Sin embargo, tras las elecciones del 21 de diciembre, el ministro ha hablado de “vuelta a la normalidad institucional que se refleja en la calle y en las cifras”. En concreto, ha señalado que han mejorado las cifras de ocupación de “fin de año y Reyes”, que “colocan a Cataluña en una situación similar a la de otras comunidades, sin u comportamiento diferenciado, como en los tres meses anteriores”. Por ello, ha afirmado que “podemos empezar a respirar tranquilos”, aunque aún queda mucho para recuperar el terreno perdido.

Nadal ha señalado los puntos fuertes del presente del sector turístico español, que mejora cada año en visitantes, en ingresos y en aportación a la economía, destacando especialmente su aportación a una balanza de pagos positiva y a la creación de empleo. Además, ha subrayado que el sector se está “diversificando”, creciendo en segmentos como el turismo de compras, el turismo de naturaleza, el gastronómico o el cultural y urbano, sin abandonar el tradicional segmento vacacional, lo que está permitiendo “alcanzar nuevos mercados”, entre los que ha señalado Extremo Oriente, Rusia y Oriente Medio.

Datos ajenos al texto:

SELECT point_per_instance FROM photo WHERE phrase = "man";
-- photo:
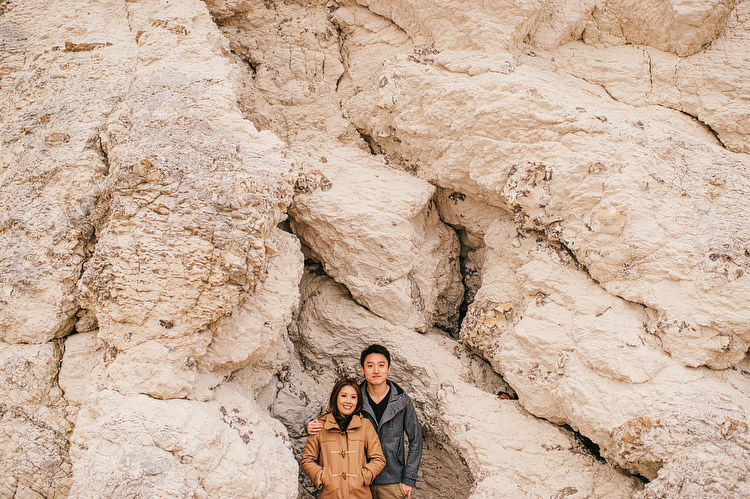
(392, 414)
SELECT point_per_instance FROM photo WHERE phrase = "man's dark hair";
(374, 349)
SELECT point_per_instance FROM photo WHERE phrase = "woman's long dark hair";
(333, 406)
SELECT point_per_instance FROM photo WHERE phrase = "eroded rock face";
(60, 79)
(644, 198)
(180, 448)
(580, 356)
(192, 193)
(34, 447)
(377, 232)
(582, 162)
(498, 440)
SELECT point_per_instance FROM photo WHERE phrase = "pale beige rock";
(80, 369)
(577, 355)
(679, 26)
(34, 459)
(494, 437)
(377, 232)
(643, 197)
(61, 73)
(251, 332)
(179, 448)
(710, 85)
(192, 193)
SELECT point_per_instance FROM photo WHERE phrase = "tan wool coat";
(342, 465)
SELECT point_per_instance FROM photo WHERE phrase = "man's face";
(376, 369)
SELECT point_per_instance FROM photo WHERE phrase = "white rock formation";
(499, 441)
(180, 448)
(59, 79)
(34, 447)
(376, 231)
(583, 163)
(644, 197)
(192, 193)
(581, 356)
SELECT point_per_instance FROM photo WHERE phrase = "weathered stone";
(710, 85)
(34, 447)
(192, 193)
(180, 448)
(577, 355)
(645, 198)
(251, 332)
(495, 437)
(52, 106)
(377, 232)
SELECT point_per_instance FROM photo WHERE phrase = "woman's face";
(347, 400)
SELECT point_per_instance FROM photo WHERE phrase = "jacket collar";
(396, 402)
(329, 422)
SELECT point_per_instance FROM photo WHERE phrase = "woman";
(344, 458)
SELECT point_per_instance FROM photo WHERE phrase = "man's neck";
(377, 393)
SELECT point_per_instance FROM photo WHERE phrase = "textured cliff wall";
(207, 209)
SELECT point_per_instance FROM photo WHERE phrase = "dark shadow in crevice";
(587, 446)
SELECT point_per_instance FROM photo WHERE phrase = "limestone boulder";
(34, 446)
(677, 26)
(376, 230)
(192, 194)
(497, 439)
(710, 85)
(645, 198)
(61, 73)
(180, 448)
(578, 355)
(249, 335)
(80, 371)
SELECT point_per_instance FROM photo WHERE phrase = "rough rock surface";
(34, 447)
(180, 448)
(582, 166)
(565, 344)
(377, 232)
(193, 191)
(498, 440)
(645, 198)
(58, 82)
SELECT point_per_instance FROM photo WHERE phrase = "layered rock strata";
(583, 164)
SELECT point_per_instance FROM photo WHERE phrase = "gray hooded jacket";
(398, 418)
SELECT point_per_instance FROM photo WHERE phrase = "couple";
(344, 453)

Se ha felicitado de que se haya podido atender esa demanda creciente invirtiendo “año a año” en infraestructuras e instalaciones, tanto públicas como privadas. “Si nos hubiesen dicho hace 10 años que tendríamos 82 millones de turistas, habríamos pensado que no podíamos asumirlo”, ha dicho, para admitir, no obstante, “cierta congestión” y problemas como “la mal llamada turismofobia, que yo llamaría vandalismo y ataques sin razón al turismo”. En este sentido, ha mencionado el fenómeno del alquiler de pisos turísticos, al que el lobby Exceltur culpa explícitamente de esos problemas de congestión. Sin compartir explícitamente ese diagnóstico, el ministro sí ha reconocido que debe regularse y ha destacado los dos decretos aprobados por el Gobierno para gravar fiscalmente estos alquileres y para obligar al registro de sus usuarios, como en cualquier hotel o apartamento regulado.

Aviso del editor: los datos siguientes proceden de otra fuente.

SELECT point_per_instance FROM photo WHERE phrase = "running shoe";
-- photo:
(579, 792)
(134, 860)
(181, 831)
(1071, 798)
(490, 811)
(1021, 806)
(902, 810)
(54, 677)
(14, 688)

De cara al futuro, Nadal se ha referido a tres ejes. En primer lugar, tratar de que el Brexit no perjudique al sector turístico español, dado que su principal mercado es Reino Unido. En segundo lugar, la energía y el cambio climático. En este sentido, ha lamentado la subida de los precios del petróleo, pero ha puesto el énfasis en aumentar la eficiencia de las instalaciones turísticas, para “dar la imagen de un país que cuida el medio ambiente, que aquí no se tira la energía”. En este punto, ha anunciado que su departamento va a “suprimir la figura del sector de carga, de modo que cualquier empresa pueda vender o ceder electricidad para la recarga de vehículos eléctricos”.

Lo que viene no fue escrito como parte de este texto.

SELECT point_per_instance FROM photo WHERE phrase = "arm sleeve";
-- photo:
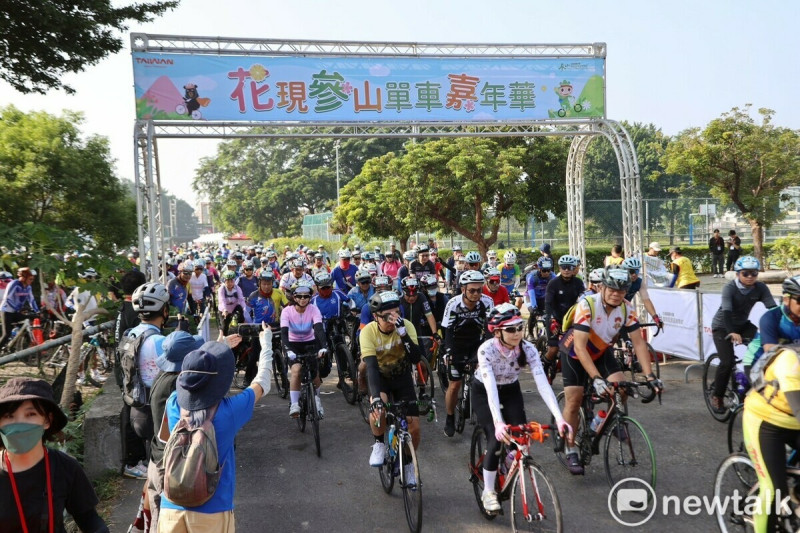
(542, 384)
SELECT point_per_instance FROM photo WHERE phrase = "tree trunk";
(757, 230)
(74, 357)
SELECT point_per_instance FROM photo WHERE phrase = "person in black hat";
(37, 483)
(205, 378)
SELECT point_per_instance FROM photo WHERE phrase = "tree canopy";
(41, 41)
(746, 163)
(264, 186)
(50, 175)
(465, 186)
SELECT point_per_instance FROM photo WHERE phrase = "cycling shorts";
(401, 388)
(458, 360)
(575, 375)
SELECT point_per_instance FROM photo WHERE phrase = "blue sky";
(676, 64)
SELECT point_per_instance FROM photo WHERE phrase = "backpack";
(191, 462)
(759, 368)
(134, 391)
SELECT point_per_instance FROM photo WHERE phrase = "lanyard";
(19, 502)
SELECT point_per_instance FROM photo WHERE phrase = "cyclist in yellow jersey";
(681, 266)
(771, 421)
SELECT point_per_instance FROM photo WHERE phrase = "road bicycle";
(307, 402)
(336, 332)
(534, 501)
(400, 458)
(734, 390)
(627, 360)
(464, 404)
(736, 483)
(627, 450)
(23, 337)
(422, 375)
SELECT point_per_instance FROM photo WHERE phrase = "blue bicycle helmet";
(746, 262)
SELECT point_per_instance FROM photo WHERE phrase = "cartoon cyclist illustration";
(565, 99)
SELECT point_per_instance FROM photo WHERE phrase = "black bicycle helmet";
(383, 301)
(616, 278)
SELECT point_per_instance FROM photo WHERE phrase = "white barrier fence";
(687, 316)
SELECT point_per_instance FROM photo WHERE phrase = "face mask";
(21, 437)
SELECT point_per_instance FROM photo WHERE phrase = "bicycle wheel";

En tercer lugar, ha subrayado la digitalización, proceso que se beneficia del hecho de que España tenga la “mejor red de fibra de Europa y la tercera del mundo, que alcanza al 75% de la población” y que es fundamental para el desarrollo de la tecnología 5G, que multiplica la velocidad y la capacidad de las redes actuales de datos. Ha anunciado que el objetivo de su ministerio es que la banda ancha de al menos 30 megabytes llegue al 100% de la población en 2020, “si no con fibra, con otros medios, como el satélite”.